Imagination Motel: Pomes With Many Bags of Buttered Popcorn and Big Pepsis
The word “legendary” was built for Chuck Kinder. The heart and soul of the University of Pittsburgh writing program for years, he entered legend as the inspiration for the main character of “Wonder Boys,” the hit novel by his former student Michael Chabon. He fulfills the legend of the novelist with the story so big it takes decades to tell, finally resulting in his 2001 novel “Honeymooners: A Cautionary Tale.” And the ostensibly literary parties that he and his wife, Diane, would throw at their rambling house on Wightman Street were, yes, legendary.

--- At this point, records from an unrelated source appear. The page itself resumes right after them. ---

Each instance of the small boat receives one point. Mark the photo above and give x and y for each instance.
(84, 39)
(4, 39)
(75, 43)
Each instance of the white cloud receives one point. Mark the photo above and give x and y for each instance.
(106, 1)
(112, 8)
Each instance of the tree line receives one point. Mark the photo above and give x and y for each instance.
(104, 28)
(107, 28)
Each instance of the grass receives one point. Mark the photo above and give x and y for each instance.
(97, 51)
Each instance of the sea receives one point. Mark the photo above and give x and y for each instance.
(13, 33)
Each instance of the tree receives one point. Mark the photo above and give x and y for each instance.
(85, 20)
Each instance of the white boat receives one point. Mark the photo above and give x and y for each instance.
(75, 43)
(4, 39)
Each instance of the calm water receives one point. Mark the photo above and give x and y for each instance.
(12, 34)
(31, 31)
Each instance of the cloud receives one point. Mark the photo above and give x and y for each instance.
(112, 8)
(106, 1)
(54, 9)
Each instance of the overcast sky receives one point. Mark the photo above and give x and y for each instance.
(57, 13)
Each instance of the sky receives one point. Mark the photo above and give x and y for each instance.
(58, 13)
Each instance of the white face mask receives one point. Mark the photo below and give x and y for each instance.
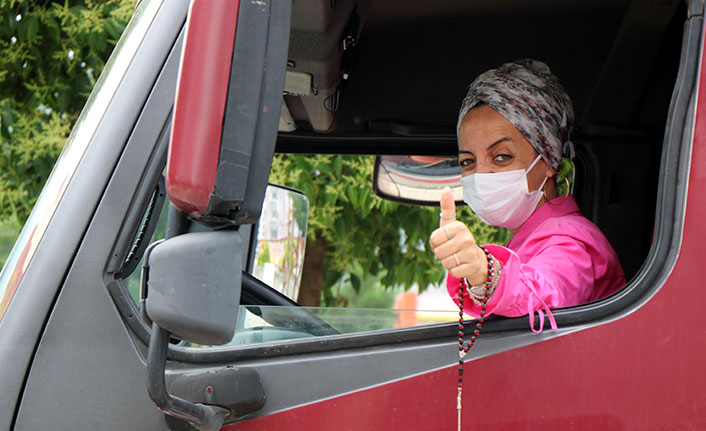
(502, 198)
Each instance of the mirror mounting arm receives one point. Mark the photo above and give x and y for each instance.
(201, 416)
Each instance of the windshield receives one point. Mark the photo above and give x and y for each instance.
(29, 238)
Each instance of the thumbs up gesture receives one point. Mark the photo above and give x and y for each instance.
(454, 245)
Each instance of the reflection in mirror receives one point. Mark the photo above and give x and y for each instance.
(416, 179)
(281, 239)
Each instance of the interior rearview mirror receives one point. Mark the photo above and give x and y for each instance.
(416, 179)
(193, 285)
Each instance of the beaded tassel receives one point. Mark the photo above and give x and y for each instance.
(463, 349)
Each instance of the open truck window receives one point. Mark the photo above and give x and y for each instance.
(351, 78)
(375, 104)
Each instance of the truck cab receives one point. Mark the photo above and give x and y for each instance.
(109, 321)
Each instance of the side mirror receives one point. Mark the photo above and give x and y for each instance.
(416, 179)
(193, 283)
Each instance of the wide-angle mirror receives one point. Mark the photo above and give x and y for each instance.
(416, 179)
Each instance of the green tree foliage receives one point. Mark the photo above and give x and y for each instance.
(51, 53)
(361, 231)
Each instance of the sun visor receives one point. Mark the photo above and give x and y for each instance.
(227, 109)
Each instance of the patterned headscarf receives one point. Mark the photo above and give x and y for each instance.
(527, 94)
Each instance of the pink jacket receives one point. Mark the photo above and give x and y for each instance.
(558, 258)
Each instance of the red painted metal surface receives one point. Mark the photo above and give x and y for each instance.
(204, 73)
(645, 371)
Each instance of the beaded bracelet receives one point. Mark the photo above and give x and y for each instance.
(464, 348)
(477, 292)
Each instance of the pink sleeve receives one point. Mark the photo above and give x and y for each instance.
(559, 274)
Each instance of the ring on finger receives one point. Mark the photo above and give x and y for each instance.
(448, 235)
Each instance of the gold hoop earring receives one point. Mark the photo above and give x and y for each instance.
(568, 191)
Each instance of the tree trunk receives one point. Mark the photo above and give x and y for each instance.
(314, 274)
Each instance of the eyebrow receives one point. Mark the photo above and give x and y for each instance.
(506, 138)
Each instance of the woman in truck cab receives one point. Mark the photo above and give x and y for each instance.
(513, 128)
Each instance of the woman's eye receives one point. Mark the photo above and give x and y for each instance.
(465, 163)
(503, 158)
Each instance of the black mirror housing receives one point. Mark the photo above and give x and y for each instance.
(193, 285)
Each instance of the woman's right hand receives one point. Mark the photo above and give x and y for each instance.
(455, 247)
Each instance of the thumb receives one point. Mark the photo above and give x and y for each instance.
(448, 206)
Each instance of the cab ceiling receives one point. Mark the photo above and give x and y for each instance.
(414, 59)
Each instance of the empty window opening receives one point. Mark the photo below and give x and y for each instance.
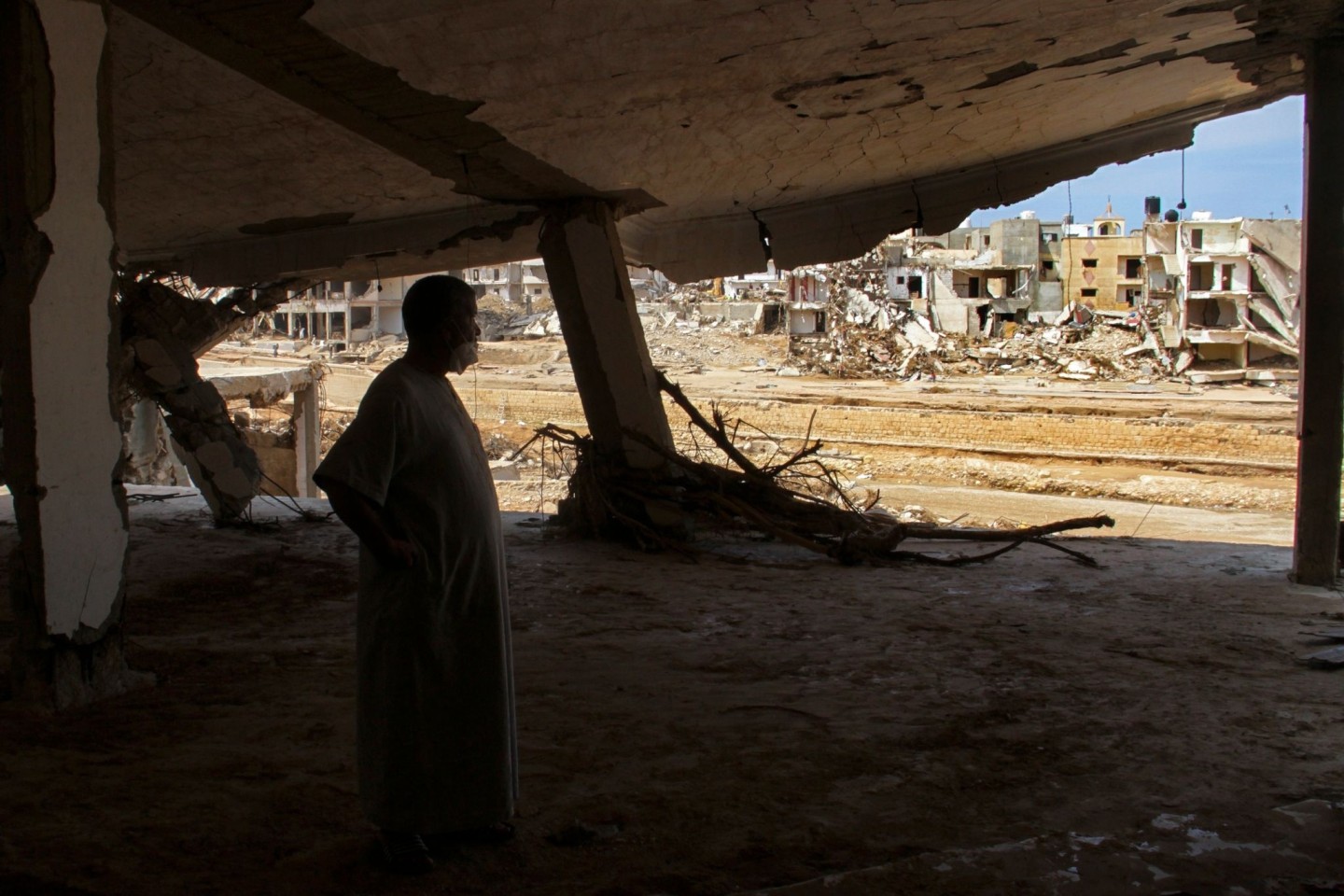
(1200, 277)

Now retired in Key Largo, Fla., but far from shy and retiring, he has unleashed a collection of self-described “pomes” which show that poetry can be anything but dry and dainty. Inspired by themes in Hollywood flicks—from “Tarzan and His Mate” to “Invasion of the Body Snatchers”—Kinder takes flight in the imagination of flickering images in darkened rooms: “& once again that hapless old Black Lagoony creature / Will be the one to suffer / For the simple fact that time / & the passionate movie dream of True Love / Are always on the side of / The blonde & beautiful.”
They culminate in a passel of poems inspired by the first student film of the wholly original American director Jim Jarmusch, “The Romances of Rainy McCall,” which is a love letter to the influences of others. The wild energy of the 1960s courses through Kinder’s work and shows no sign of fading away.